The table have to be divided into smaller sets where start and end row of the set is determined by geohash if the geohash is same then set keep including the rows until it found next geohash as different.
key time_stamp geohash
k1 1 abcdfg
k1 5 abcdfg
k1 7 abcdf1
k1 9 abcdfg
k1 10 abcdf2
k1 12 abcdf2
k1 21 abcdf2
How can I produce the following output using Apache Spark SQL syntax
key geohash first_time last_time duration num_events
k1 abcdfg 1 5 4 2
k1 abcdf1 7 7 0 1
k1 abcdfg 9 9 0 1
k1 abcdf2 10 21 11 3
Can someone help me in achieving this.
Upvotes: 0
Views: 371
Reputation: 222672
This is a kind of gaps-and-island problem.
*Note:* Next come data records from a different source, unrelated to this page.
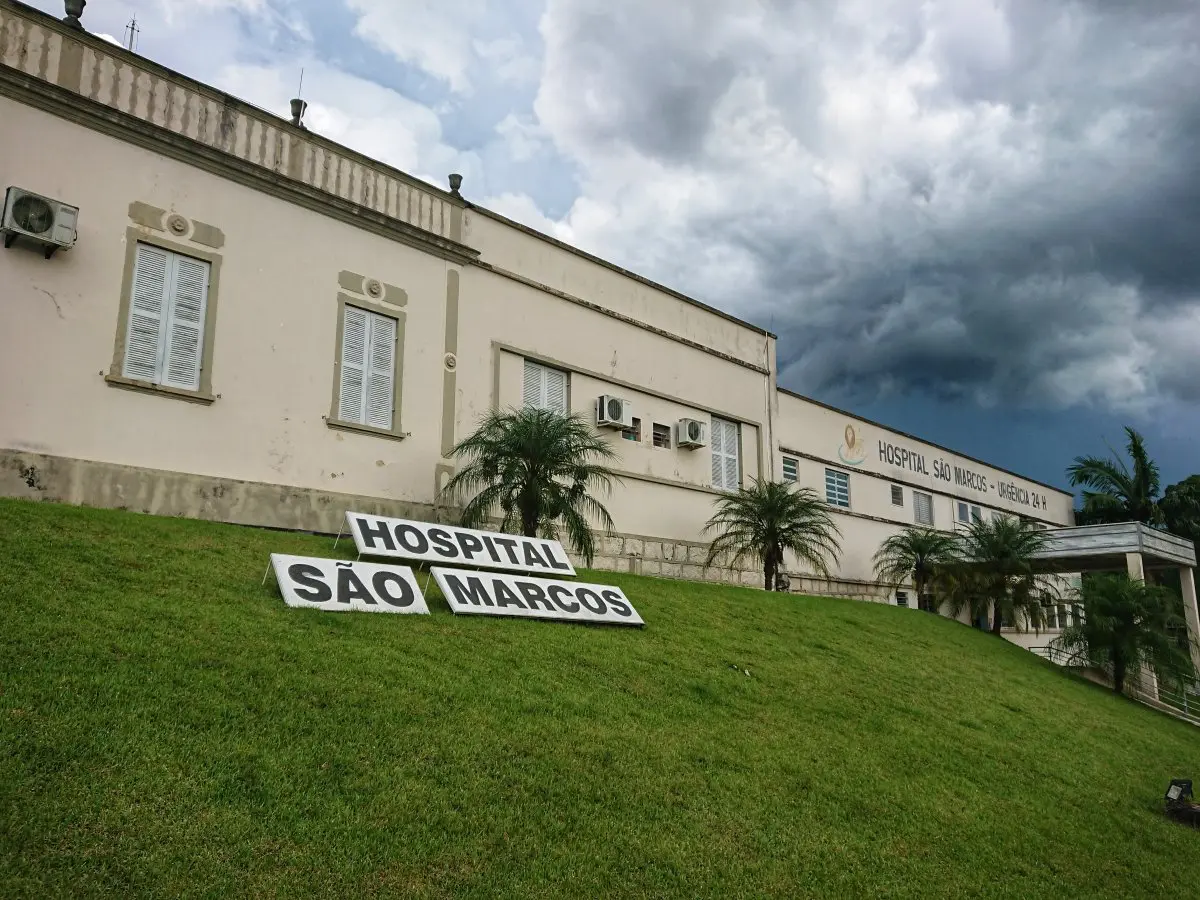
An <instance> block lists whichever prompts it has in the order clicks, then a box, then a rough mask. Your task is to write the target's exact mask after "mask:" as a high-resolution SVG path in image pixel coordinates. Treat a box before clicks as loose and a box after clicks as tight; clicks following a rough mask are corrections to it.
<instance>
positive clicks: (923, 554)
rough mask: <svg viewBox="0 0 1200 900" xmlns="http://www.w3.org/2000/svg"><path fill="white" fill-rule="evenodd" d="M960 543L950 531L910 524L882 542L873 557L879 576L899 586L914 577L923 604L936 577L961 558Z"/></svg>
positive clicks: (875, 570) (913, 580)
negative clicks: (954, 562) (922, 600)
mask: <svg viewBox="0 0 1200 900" xmlns="http://www.w3.org/2000/svg"><path fill="white" fill-rule="evenodd" d="M958 547H959V545H958V540H956V539H955V536H954V535H953V534H950V533H948V532H938V530H936V529H934V528H920V527H918V526H910V527H907V528H905V529H904V530H902V532H900V533H898V534H893V535H892V536H890V538H888V539H887V540H886V541H883V544H881V545H880V548H878V550H877V551H876V552H875V557H874V559H872V562H874V564H875V577H876V578H877V580H878V581H881V582H883V583H884V584H894V586H896V587H899V586H900V584H902V583H904V582H905V581H906V580H908V578H912V583H913V588H914V589H916V592H917V602H918V604H919V602H920V600H922V598H924V596H925V595H926V594H928V593H929V588H930V586H931V584H932V583H934V580H935V578H937V577H938V576H940V575H941V574H942V572H944V571H946V570H947V569H948V568H949V566H950V564H953V563H954V562H955V560H956V559H958Z"/></svg>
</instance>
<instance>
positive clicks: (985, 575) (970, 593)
mask: <svg viewBox="0 0 1200 900" xmlns="http://www.w3.org/2000/svg"><path fill="white" fill-rule="evenodd" d="M1045 542H1046V536H1045V532H1042V530H1038V529H1037V528H1034V527H1033V524H1032V523H1031V522H1026V521H1025V520H1022V518H1018V517H1016V516H1000V517H997V518H994V520H991V521H982V520H980V521H977V522H973V523H972V524H971V526H970V527H968V528H967V530H965V532H962V533H960V535H959V548H960V558H959V560H958V562H955V563H954V564H952V565H950V566H949V568H948V572H947V577H946V593H947V600H948V601H949V605H950V611H952V614H953V616H958V614H959V613H960V612H962V610H968V611H970V613H971V617H972V620H978V619H979V618H980V617H983V616H986V613H988V610H989V607H990V608H991V614H992V619H991V632H992V634H994V635H998V634H1000V630H1001V626H1002V624H1003V623H1004V622H1006V620H1007V622H1012V623H1014V624H1018V623H1019V622H1020V620H1021V617H1024V618H1025V620H1026V622H1028V624H1030V625H1031V626H1033V628H1034V629H1039V628H1042V624H1043V622H1044V617H1043V612H1042V607H1043V606H1044V605H1046V604H1051V602H1054V601H1055V600H1057V599H1058V592H1057V589H1056V586H1055V582H1052V581H1050V580H1046V578H1045V577H1042V576H1039V575H1038V574H1037V572H1036V570H1034V560H1036V558H1037V554H1038V553H1039V552H1040V551H1042V550H1043V548H1044V547H1045ZM1018 626H1019V625H1018Z"/></svg>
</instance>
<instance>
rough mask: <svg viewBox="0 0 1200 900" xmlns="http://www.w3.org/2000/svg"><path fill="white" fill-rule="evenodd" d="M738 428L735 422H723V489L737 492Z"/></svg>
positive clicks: (738, 480)
mask: <svg viewBox="0 0 1200 900" xmlns="http://www.w3.org/2000/svg"><path fill="white" fill-rule="evenodd" d="M740 443H742V442H739V440H738V426H737V424H736V422H725V488H726V490H727V491H737V490H738V484H739V481H740V479H739V478H738V474H739V473H738V451H739V450H740Z"/></svg>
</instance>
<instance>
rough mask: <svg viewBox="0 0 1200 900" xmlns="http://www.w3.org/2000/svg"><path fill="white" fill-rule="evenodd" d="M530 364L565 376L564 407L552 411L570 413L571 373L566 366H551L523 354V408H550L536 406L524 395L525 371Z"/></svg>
mask: <svg viewBox="0 0 1200 900" xmlns="http://www.w3.org/2000/svg"><path fill="white" fill-rule="evenodd" d="M528 366H536V367H538V368H540V370H542V371H544V372H558V373H559V374H560V376H563V408H562V409H551V410H550V412H552V413H558V414H559V415H570V413H571V373H570V371H568V370H565V368H559V367H558V366H551V365H548V364H546V362H542V361H541V360H540V359H534V358H533V356H521V408H522V409H527V408H532V409H548V408H547V407H542V406H534V404H529V403H527V402H526V396H524V372H526V368H527V367H528ZM542 382H544V383H545V376H542Z"/></svg>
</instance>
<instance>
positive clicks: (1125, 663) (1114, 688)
mask: <svg viewBox="0 0 1200 900" xmlns="http://www.w3.org/2000/svg"><path fill="white" fill-rule="evenodd" d="M1124 677H1126V659H1124V654H1121V653H1115V654H1112V691H1114V692H1115V694H1124Z"/></svg>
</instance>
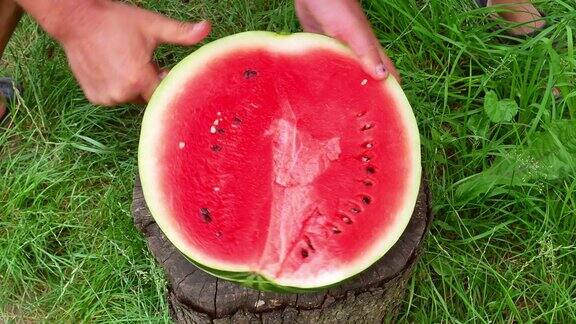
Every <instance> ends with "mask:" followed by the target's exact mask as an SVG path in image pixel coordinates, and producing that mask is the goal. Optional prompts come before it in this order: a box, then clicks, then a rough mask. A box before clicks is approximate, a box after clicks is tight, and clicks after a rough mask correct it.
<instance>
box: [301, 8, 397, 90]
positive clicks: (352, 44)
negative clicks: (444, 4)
mask: <svg viewBox="0 0 576 324" xmlns="http://www.w3.org/2000/svg"><path fill="white" fill-rule="evenodd" d="M309 6H310V7H309V9H310V11H311V12H314V15H315V17H316V19H317V20H319V21H320V22H321V23H322V27H323V29H324V31H325V32H326V33H327V34H329V35H330V36H332V37H335V38H337V39H339V40H341V41H343V42H344V43H346V44H347V45H348V46H350V48H351V49H352V51H353V52H354V53H355V54H356V55H357V56H358V58H359V60H360V62H361V64H362V66H363V68H364V70H365V71H366V73H368V74H369V75H371V76H372V77H373V78H375V79H378V80H382V79H385V78H386V77H387V76H388V73H389V71H390V70H391V71H393V72H394V73H397V72H396V69H395V68H394V65H393V64H392V61H391V60H390V59H389V58H388V57H387V56H386V55H385V54H384V50H383V49H382V47H381V46H380V43H379V42H378V39H377V38H376V36H375V35H374V33H373V32H372V28H371V26H370V23H369V22H368V19H367V18H366V16H365V15H364V12H363V11H362V8H361V7H360V5H359V3H358V2H356V1H347V2H343V1H340V2H333V4H332V5H331V6H326V4H325V3H322V1H313V2H309Z"/></svg>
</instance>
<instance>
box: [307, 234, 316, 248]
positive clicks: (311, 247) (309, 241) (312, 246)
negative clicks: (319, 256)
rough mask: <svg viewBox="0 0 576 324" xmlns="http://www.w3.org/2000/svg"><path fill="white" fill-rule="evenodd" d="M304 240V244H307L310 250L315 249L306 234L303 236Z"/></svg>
mask: <svg viewBox="0 0 576 324" xmlns="http://www.w3.org/2000/svg"><path fill="white" fill-rule="evenodd" d="M304 241H306V245H308V247H309V248H310V250H312V251H315V250H316V249H314V246H313V245H312V241H310V238H309V237H308V236H307V235H306V236H304Z"/></svg>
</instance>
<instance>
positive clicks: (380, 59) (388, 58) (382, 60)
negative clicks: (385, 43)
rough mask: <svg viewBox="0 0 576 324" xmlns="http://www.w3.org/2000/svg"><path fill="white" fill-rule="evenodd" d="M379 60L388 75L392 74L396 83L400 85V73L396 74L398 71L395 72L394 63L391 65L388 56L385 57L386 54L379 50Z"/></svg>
mask: <svg viewBox="0 0 576 324" xmlns="http://www.w3.org/2000/svg"><path fill="white" fill-rule="evenodd" d="M380 60H381V61H382V63H383V64H384V68H385V69H386V70H387V71H388V72H389V73H390V74H392V76H393V77H394V78H395V79H396V81H398V83H402V78H400V73H399V72H398V70H397V69H396V67H395V66H394V63H393V62H392V60H391V59H390V58H389V57H388V55H386V52H384V50H383V49H381V51H380Z"/></svg>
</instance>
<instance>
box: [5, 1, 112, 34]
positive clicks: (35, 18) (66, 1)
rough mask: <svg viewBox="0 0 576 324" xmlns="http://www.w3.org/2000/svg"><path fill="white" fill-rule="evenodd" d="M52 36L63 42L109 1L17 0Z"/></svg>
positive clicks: (44, 28)
mask: <svg viewBox="0 0 576 324" xmlns="http://www.w3.org/2000/svg"><path fill="white" fill-rule="evenodd" d="M16 2H18V3H19V4H20V5H21V6H22V7H23V8H24V10H25V11H26V12H27V13H28V14H30V16H32V17H33V18H34V19H35V20H36V22H38V24H39V25H40V26H41V27H42V29H44V31H46V32H47V33H48V34H49V35H50V36H52V37H54V38H55V39H57V40H59V41H60V42H62V41H63V40H65V39H67V38H69V37H71V35H73V34H76V33H77V32H78V31H79V30H82V29H83V28H90V27H89V26H90V21H91V20H92V19H93V17H94V16H95V15H97V11H100V10H101V9H102V8H103V7H104V6H105V5H106V4H107V3H108V2H109V1H108V0H80V1H78V0H59V1H46V0H16Z"/></svg>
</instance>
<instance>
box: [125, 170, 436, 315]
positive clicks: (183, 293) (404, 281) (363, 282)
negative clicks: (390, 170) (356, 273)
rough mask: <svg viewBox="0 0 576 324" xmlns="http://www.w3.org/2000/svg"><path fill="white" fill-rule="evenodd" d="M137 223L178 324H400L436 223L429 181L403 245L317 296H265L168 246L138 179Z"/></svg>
mask: <svg viewBox="0 0 576 324" xmlns="http://www.w3.org/2000/svg"><path fill="white" fill-rule="evenodd" d="M132 213H133V216H134V223H135V225H136V227H137V228H138V230H140V231H141V232H142V233H143V234H144V236H145V238H146V240H147V242H148V248H149V249H150V251H151V252H152V255H153V256H154V258H155V259H156V260H157V262H158V263H159V264H160V265H161V266H162V267H163V268H164V269H165V272H166V276H167V278H168V282H169V286H168V290H167V291H168V293H167V294H168V296H167V298H168V302H169V304H170V310H171V313H172V317H173V319H174V320H175V321H176V322H178V323H380V322H382V321H385V320H387V319H392V318H394V317H395V316H396V315H397V313H398V308H399V306H400V304H401V302H402V300H403V297H404V295H405V290H406V289H405V287H406V283H407V281H408V279H409V277H410V273H411V271H412V269H413V267H414V265H415V263H416V262H417V260H418V259H419V256H420V254H421V252H422V243H423V239H424V236H425V234H426V233H427V231H428V227H429V225H430V222H431V221H432V213H431V210H430V195H429V191H428V186H427V183H426V182H425V181H423V183H422V185H421V188H420V193H419V196H418V201H417V203H416V208H415V209H414V213H413V215H412V219H411V220H410V223H409V224H408V227H407V228H406V230H405V232H404V233H403V235H402V236H401V237H400V239H399V241H398V242H397V243H396V244H395V245H394V247H392V249H391V250H390V251H388V253H387V254H386V255H385V256H384V257H383V258H382V259H381V260H379V261H378V262H377V263H375V264H374V265H373V266H371V267H370V268H369V269H367V270H366V271H364V272H362V273H361V274H360V275H358V276H357V277H355V278H353V279H352V280H350V281H348V282H346V283H344V284H342V285H339V286H337V287H334V288H331V289H328V290H326V291H321V292H317V293H304V294H283V293H270V292H260V291H257V290H254V289H251V288H247V287H243V286H240V285H237V284H234V283H231V282H228V281H225V280H222V279H218V278H216V277H213V276H211V275H209V274H207V273H205V272H204V271H202V270H200V269H198V268H197V267H196V266H194V265H193V264H192V263H190V262H189V261H188V260H187V259H186V258H185V257H184V256H183V255H182V254H180V252H179V251H178V250H177V249H176V248H175V247H174V246H173V245H172V244H171V243H170V242H169V241H168V239H167V238H166V236H164V234H163V233H162V231H161V230H160V228H159V227H158V225H157V224H156V223H155V222H154V219H153V218H152V216H151V215H150V211H149V210H148V207H147V206H146V202H145V200H144V196H143V193H142V187H141V184H140V180H139V178H138V177H137V178H136V183H135V187H134V197H133V205H132Z"/></svg>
Here is one way to solve it using row_number()
and aggregation:
select
key,
geohash,
min(timestamp) first_time,
max(timestamp) last_time,
max(timestamp) - min(timestamp) duration,
count(*) num_events
from (
select
t.*,
row_number() over(partition by key order by timestamp) rn1,
row_number() over(partition by key, geohash order by timestamp) rn2
from mytable t
) t
group by
key,
geohash,
rn1 - rn2
And, just for the fun of it: you could also do this with a conditional window sum:
select
key,
geohash,
min(timestamp) first_time,
max(timestamp) last_time,
max(timestamp) - min(timestamp) duration,
count(*) num_events
from (
select
t.*,
sum(case when lag_geohash = geohash then 0 else 1 end)
over(partition by key order by timestamp) grp
from (
select
t.*,
lag(geohash) over(partition by key order by timestamp) lag_geohash
from mytable t
) t
) t
group by
key,
geohash,
grp
Upvotes: 5